TOFIX: Update the benchmark method. See more in issues. See our jupyter notebook for benchmarks.
- We implement using witness approach instead of directly calculating the value in circuit. This sometimes allows us to not calculate stuffs like division or exponential which requires larger scale in settings. (If we don't use larger scale in those cases, the accuracy will be very bad)
- Dummy data to feed in verifier onnx file needs to have same shape as the private dataset, but can be filled with any value (we just randomize it to be uniform 1-10 with 1 decimal).
- For Mode function, if there are more than 1 value possible, we just outputthe one that first encountered, conforming to the spec of statistics.mode in python lib (https://docs.python.org/3.9/library/statistics.html#statistics.mode)

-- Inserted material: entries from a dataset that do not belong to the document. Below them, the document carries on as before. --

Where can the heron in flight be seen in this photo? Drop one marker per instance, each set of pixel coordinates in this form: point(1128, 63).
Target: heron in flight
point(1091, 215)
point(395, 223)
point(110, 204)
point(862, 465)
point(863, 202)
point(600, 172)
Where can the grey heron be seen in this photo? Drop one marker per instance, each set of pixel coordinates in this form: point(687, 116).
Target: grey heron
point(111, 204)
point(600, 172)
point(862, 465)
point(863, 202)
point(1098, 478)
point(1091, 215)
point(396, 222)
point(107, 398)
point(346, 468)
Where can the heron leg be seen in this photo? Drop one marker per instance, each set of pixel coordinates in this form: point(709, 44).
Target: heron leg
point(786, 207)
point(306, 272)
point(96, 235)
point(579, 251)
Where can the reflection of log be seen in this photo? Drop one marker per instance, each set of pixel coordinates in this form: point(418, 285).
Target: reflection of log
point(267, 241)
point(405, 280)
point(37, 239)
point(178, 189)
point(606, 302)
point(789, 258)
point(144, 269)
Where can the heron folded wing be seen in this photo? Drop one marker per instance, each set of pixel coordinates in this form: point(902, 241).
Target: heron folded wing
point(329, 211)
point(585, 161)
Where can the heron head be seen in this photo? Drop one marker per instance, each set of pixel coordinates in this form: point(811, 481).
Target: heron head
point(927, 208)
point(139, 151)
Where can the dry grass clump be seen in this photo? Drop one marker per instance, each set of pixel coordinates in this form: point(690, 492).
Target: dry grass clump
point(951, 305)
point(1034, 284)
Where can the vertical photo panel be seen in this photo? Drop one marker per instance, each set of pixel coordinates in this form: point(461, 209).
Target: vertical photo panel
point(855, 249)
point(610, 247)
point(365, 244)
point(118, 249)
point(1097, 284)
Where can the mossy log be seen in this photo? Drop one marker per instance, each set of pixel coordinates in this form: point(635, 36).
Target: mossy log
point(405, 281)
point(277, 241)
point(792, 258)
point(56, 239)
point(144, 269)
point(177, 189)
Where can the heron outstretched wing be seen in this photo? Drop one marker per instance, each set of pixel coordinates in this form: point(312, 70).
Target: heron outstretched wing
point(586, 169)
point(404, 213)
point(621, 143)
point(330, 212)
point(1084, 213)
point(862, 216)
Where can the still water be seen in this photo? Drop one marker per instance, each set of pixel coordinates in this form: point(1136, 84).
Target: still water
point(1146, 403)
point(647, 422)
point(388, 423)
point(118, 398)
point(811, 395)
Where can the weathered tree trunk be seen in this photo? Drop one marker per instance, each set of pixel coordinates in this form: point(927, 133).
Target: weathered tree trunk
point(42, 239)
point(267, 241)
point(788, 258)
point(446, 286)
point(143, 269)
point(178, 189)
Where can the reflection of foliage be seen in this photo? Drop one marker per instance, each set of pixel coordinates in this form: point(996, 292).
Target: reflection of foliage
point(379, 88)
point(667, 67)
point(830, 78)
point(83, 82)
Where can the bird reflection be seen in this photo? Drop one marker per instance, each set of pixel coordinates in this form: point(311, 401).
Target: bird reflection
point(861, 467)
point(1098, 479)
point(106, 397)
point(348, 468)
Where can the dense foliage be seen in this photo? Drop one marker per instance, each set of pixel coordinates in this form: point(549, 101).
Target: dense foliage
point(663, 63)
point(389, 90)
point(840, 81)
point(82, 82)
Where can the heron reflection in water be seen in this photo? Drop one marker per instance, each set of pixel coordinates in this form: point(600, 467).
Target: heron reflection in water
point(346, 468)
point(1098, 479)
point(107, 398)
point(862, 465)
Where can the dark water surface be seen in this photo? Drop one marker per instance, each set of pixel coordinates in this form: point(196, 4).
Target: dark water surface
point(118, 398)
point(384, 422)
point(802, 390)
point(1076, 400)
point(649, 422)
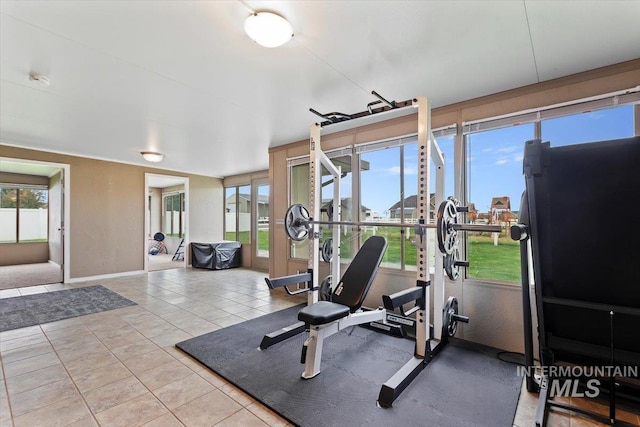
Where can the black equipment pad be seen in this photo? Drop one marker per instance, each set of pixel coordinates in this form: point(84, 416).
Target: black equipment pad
point(464, 385)
point(323, 312)
point(587, 251)
point(357, 279)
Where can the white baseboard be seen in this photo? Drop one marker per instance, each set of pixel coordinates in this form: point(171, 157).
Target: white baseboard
point(105, 276)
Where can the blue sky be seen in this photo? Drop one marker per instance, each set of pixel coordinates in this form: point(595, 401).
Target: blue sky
point(494, 159)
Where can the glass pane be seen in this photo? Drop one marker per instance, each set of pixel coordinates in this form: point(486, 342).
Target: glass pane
point(262, 218)
point(8, 215)
point(244, 214)
point(182, 215)
point(495, 185)
point(381, 200)
point(346, 205)
point(591, 126)
point(410, 214)
point(300, 194)
point(230, 214)
point(33, 215)
point(168, 207)
point(175, 230)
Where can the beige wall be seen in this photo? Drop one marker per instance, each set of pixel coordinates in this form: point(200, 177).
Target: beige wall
point(107, 211)
point(495, 309)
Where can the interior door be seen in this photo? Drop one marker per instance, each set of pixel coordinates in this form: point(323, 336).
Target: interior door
point(56, 220)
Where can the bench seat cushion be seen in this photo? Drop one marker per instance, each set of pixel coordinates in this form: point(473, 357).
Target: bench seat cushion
point(322, 312)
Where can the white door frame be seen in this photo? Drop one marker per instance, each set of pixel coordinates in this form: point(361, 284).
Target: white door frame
point(66, 206)
point(147, 219)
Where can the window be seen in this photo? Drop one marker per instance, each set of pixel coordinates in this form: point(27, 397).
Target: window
point(174, 214)
point(24, 214)
point(299, 193)
point(381, 199)
point(262, 221)
point(494, 187)
point(589, 126)
point(343, 160)
point(388, 193)
point(238, 214)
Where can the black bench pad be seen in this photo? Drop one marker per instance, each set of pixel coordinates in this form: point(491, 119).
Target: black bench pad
point(322, 312)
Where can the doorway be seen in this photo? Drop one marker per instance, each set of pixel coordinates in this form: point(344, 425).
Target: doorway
point(166, 222)
point(35, 212)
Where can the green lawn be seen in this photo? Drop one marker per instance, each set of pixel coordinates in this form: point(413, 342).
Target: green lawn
point(486, 260)
point(501, 262)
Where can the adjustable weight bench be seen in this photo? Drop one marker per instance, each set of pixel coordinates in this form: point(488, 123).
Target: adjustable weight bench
point(325, 318)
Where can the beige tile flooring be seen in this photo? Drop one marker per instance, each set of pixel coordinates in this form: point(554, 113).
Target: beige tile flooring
point(120, 367)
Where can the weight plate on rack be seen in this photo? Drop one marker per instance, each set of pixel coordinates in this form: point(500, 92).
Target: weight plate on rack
point(449, 322)
point(327, 250)
point(447, 235)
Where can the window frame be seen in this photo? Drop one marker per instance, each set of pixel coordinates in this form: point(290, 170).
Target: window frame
point(19, 188)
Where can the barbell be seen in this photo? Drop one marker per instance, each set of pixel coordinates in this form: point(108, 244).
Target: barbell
point(297, 224)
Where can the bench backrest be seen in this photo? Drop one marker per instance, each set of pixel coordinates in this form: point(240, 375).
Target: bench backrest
point(357, 279)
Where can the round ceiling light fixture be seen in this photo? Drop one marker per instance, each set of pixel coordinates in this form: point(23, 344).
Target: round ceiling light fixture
point(152, 156)
point(268, 29)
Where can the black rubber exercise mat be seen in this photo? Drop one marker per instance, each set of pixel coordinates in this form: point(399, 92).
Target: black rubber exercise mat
point(465, 384)
point(29, 310)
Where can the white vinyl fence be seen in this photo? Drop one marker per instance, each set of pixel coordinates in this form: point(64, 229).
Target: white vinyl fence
point(33, 224)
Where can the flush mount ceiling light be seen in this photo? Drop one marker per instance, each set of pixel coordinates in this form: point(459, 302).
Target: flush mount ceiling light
point(152, 156)
point(39, 79)
point(268, 29)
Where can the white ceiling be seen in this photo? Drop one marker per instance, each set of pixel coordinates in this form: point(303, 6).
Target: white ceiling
point(182, 78)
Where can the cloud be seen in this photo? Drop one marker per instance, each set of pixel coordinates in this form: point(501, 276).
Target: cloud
point(393, 170)
point(507, 149)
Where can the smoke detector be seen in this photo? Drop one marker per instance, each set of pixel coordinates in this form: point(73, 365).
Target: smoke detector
point(39, 79)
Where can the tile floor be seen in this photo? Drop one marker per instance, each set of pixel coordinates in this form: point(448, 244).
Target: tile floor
point(120, 367)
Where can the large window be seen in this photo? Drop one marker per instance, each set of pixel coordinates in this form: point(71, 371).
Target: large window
point(589, 126)
point(174, 214)
point(299, 193)
point(381, 198)
point(494, 187)
point(262, 220)
point(24, 214)
point(238, 214)
point(488, 165)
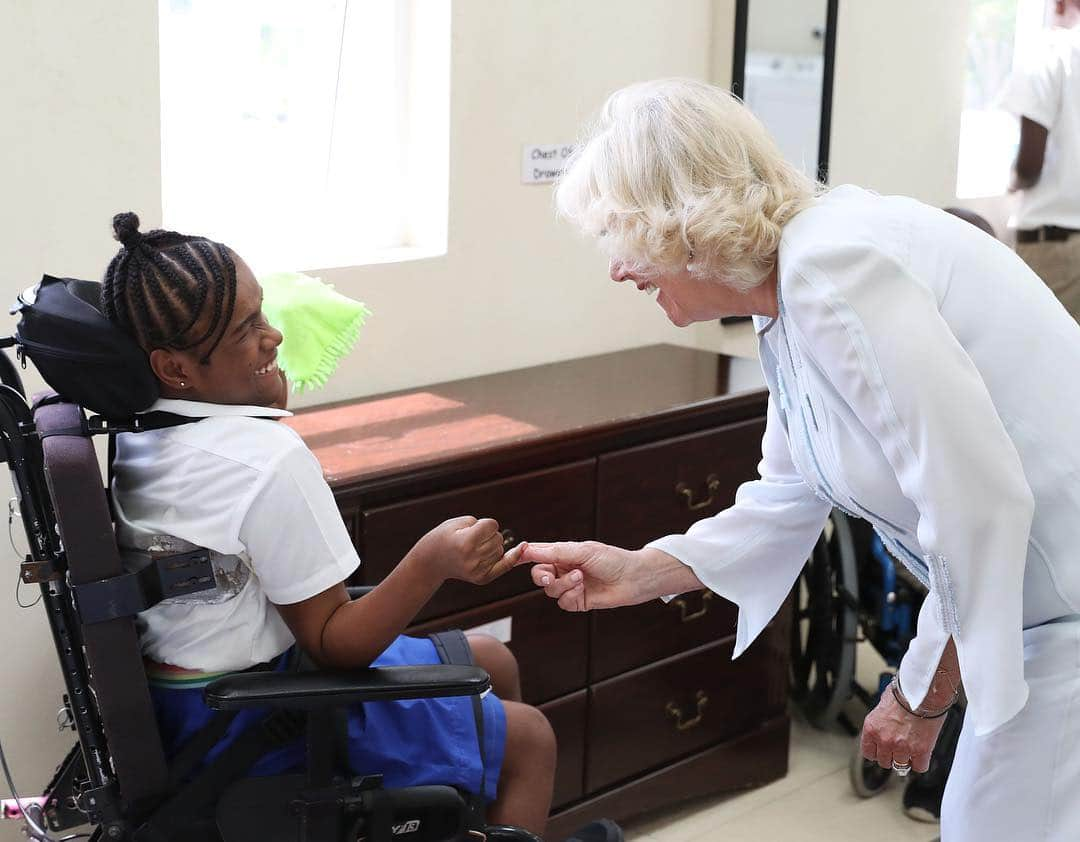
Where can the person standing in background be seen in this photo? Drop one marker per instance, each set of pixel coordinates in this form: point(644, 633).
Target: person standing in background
point(1044, 94)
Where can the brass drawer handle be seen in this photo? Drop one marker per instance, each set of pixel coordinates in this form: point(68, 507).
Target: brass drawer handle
point(676, 713)
point(712, 485)
point(705, 599)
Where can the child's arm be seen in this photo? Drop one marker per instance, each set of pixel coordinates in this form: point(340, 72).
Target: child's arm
point(340, 633)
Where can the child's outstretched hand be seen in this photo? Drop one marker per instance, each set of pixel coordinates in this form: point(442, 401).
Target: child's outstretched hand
point(469, 549)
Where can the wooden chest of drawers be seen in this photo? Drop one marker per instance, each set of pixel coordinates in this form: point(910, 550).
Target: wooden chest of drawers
point(646, 703)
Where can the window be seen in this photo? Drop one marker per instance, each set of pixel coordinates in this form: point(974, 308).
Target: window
point(1001, 34)
point(307, 135)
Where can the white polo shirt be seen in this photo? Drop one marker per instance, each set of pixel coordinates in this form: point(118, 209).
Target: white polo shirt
point(248, 489)
point(1048, 91)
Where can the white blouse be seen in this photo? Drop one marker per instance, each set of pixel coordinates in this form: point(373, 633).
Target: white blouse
point(923, 378)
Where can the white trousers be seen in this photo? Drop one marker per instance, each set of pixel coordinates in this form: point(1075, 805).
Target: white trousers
point(1021, 783)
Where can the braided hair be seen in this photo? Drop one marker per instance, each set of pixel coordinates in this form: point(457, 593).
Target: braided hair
point(161, 283)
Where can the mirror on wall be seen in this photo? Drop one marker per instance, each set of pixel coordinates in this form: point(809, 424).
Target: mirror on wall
point(784, 53)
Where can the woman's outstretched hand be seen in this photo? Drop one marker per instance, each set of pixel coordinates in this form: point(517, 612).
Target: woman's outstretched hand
point(583, 575)
point(588, 574)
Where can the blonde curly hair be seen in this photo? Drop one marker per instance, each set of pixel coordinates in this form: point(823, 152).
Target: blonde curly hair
point(678, 173)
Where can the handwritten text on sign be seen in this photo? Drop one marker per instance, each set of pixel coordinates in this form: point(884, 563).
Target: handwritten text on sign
point(542, 164)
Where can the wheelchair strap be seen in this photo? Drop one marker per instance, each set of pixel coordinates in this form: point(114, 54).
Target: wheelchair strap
point(198, 797)
point(453, 648)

Not relevant after Commit 48142b5b9ab6b577deadc27886018131008ebad5
- For non-linearity function, larger scale leads to larger lookup table, hence bigger circuit size. Can compare between geomean_OG (implemented in traditional way, instead of witness approach) which is the non-linearity function (p bad with larger scale), and mean_OG which is linear function (p fine with larger scale). Hence, we can say that for linearity func like mean, we can use traditional way, while for non-linear func like geomean, we should use witness approach. However, we just abstract this out by using only the witness approach in our library (which makes sense!)